Para que a publicidade venda felicidade, modernidade, liberdade, autoestima, igualdade, exclusividade e outros valores, foi necessário que essas características se tornassem escassas para a maioria da população, para que se transformassem em objetos de desejo de consumo.

A sociedade de consumo tornou a sociabilidade ainda mais individualizada e impessoal, despersonalizando os indivíduos, uma vez que as relações sociais ocorrem por meio da manipulação do universo dos símbolos e signos das mercadorias.

O consumo torna-se, dessa forma, o principal critério de diferenciação social.

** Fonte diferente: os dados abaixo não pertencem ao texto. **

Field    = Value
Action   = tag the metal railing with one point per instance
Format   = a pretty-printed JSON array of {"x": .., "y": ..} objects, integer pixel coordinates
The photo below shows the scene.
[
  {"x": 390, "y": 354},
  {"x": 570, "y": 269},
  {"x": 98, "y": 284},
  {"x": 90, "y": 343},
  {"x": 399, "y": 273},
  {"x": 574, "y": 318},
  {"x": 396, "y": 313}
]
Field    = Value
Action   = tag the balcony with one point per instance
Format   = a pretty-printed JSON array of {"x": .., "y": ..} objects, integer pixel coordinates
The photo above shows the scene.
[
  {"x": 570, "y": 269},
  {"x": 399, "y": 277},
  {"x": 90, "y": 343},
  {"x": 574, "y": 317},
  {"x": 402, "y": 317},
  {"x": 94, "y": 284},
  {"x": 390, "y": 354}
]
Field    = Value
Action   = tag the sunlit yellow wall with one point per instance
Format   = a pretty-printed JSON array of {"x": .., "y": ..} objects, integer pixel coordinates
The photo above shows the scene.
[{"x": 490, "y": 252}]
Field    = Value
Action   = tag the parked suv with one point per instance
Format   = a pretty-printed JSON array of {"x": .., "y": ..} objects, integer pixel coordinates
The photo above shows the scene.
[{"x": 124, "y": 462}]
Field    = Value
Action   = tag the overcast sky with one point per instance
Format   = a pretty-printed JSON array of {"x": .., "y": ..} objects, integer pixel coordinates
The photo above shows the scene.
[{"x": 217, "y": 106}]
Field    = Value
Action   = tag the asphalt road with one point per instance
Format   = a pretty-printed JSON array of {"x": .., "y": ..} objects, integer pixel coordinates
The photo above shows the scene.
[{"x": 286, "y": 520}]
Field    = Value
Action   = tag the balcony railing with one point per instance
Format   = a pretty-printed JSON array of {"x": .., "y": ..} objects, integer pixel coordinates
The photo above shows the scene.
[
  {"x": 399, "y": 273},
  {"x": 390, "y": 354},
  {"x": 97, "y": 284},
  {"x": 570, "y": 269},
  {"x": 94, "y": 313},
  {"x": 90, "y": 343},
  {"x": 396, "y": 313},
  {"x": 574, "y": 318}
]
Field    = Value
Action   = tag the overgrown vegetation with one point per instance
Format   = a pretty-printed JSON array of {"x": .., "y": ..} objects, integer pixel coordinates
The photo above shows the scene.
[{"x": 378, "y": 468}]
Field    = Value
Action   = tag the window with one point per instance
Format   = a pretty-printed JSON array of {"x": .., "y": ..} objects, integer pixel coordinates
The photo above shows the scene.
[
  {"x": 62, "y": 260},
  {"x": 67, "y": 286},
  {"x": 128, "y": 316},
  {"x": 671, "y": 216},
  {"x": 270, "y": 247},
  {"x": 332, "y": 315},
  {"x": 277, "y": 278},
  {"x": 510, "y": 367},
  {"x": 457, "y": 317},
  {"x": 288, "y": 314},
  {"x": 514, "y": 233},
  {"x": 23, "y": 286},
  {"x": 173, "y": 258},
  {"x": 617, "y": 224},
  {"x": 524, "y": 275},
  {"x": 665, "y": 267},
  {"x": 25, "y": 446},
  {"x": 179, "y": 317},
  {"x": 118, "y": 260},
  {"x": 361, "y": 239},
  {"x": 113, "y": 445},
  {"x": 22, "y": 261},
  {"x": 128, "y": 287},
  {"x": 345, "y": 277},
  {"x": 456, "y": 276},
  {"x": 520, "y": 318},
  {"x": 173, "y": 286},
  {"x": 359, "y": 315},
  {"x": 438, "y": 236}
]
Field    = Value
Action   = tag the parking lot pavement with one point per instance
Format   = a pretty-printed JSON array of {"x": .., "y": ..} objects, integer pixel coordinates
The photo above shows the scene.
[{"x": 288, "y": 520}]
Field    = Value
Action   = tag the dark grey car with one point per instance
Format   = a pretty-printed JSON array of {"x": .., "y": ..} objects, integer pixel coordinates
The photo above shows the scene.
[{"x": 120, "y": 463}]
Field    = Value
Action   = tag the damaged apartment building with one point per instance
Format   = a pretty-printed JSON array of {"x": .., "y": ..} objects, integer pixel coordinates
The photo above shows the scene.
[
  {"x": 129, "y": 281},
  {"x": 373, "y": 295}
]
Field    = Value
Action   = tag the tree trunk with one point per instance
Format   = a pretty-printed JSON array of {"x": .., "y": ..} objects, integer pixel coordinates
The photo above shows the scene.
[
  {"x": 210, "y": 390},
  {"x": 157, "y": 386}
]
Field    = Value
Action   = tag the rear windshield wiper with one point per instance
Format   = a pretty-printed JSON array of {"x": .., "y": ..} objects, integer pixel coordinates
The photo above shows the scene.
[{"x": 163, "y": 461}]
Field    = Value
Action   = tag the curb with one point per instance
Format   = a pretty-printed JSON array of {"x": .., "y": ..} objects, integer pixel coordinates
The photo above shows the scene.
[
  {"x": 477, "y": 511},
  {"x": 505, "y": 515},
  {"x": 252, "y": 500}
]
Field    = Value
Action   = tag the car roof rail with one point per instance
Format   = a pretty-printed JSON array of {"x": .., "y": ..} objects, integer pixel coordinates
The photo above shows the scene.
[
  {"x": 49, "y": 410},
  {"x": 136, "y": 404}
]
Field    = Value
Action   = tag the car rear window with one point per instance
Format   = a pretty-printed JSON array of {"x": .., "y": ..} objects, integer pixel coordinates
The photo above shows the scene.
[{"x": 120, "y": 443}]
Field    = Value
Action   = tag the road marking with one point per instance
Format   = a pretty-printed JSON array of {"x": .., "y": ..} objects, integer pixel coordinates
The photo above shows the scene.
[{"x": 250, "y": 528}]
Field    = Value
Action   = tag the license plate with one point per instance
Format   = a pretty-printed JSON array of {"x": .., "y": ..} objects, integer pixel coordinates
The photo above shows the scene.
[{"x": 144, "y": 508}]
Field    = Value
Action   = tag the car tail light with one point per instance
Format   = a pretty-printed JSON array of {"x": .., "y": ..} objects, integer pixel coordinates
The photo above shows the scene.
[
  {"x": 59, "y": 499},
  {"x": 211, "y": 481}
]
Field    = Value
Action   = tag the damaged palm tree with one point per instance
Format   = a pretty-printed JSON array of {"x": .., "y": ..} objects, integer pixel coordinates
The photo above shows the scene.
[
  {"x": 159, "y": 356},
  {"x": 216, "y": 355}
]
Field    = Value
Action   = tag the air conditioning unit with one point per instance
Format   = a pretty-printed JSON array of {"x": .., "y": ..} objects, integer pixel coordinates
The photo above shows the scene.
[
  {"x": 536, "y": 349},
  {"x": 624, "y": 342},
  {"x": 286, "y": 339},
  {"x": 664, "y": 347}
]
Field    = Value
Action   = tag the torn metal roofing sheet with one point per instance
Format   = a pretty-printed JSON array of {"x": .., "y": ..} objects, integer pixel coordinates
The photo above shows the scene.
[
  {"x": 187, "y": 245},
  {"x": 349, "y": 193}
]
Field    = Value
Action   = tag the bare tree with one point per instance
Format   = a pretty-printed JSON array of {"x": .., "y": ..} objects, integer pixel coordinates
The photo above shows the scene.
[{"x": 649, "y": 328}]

O conjunto de características psicológicas que determina os padrões de pensar, sentir e agir, ou seja, a individualidade é pautada, na sociedade atual, por intermédio do consumo e a sociabilidade ocorre através do meio do nível de aderência ao sistema de signos criados pelo processo produtivo, mas que mantêm um modo ativo com a sociedade, que participa na construção desses signos.

Ser alguém é estar constantemente atualizado no mundo da moda, não apenas em relação a carros, corpo, roupas e smartphones, mas, sobretudo, em valores, crenças e desejos.

É por esta razão que Jean Baudrillard afirma que o culto da diferença se funda na perda total das diferenças substantivas.

A diferença é que imprime a identidade ao indivíduo, a questão é que as diferenças que hoje importam se referem ao ter e não ao ser, a massificação anulou tanto as individualidades que elas passaram a ser fabricadas, por isso nossa sociedade é marcada pela despersonalização e culto a diferença não substantiva (supérflua), reduzindo o elo social.

Desse modo, em uma sociedade em que o que é valorizado é a abundância de objetos, a publicidade cumpre com o papel de preencher o vazio que o desenvolvimento capitalista nos trouxe ao coisificar o ser humano e humanizar as coisas.

Sendo, por esta razão, um editor das imagens do capitalismo, fazendo as pessoas acreditarem que o real é a imagem falseada criada a partir do real.

Outra característica importante da publicidade é seu papel de democratizar e homogeneizar os desejos de consumo (em escala global por meio das transnacionais).

Afinal, apenas o desejo coletivo é capaz de criar as ‘necessidades’ sociais, porque os indivíduos só acreditam na publicidade porque confiam que os outros também estão acreditando.

Por exemplo, um outdoor do novo carro do ano que se encontra em um local onde milhares de pessoas irão ver e desejar todos os dias, mas apenas uma porcentagem ínfima irá conseguir realizar esse desejo e apenas por isso é objeto de ambição.

Um grande problema que cresce com o tempo é que os gastos com publicidade crescem em nível mundial em uma taxa maior do que o crescimento da renda média em uma sociedade estruturalmente desigual, tornando cada vez mais problemático acreditar no mito da abundância, pois fica cada vez mais claro que esse mito se sustenta no seu oposto.

Resistir a toda essa lógica começa justamente em enxergar os grandes problemas contemporâneos sem nenhuma farsa, sem nenhum photoshop.

Enxergar a raiz dos problemas é o único meio de produzir formas de enfrentamento, uma vez que não é possível curar uma doença apenas com o conhecimento dos sintomas superficiais, é necessário compreender o que está provocando o surgimento e desenvolvimento da doença.

Sabemos que a publicidade é apenas um componente da lógica do sistema capitalista, mas que tem um papel cada vez mais fundamental ao ampliar a alienação, contribuindo para que a sociedade exalte uma falsa e ilusória abundância, ao invés de resistir à violência de um sistema essencialmente excludente.

Aderir à sociabilidade que a publicidade explicita é muitas vezes irresistível, é extremamente difícil não participar das novas tecnologias e formas de interação social criadas. Por isso, o caminho é resistir coletivamente, construindo novas formas de se viver em sociedade.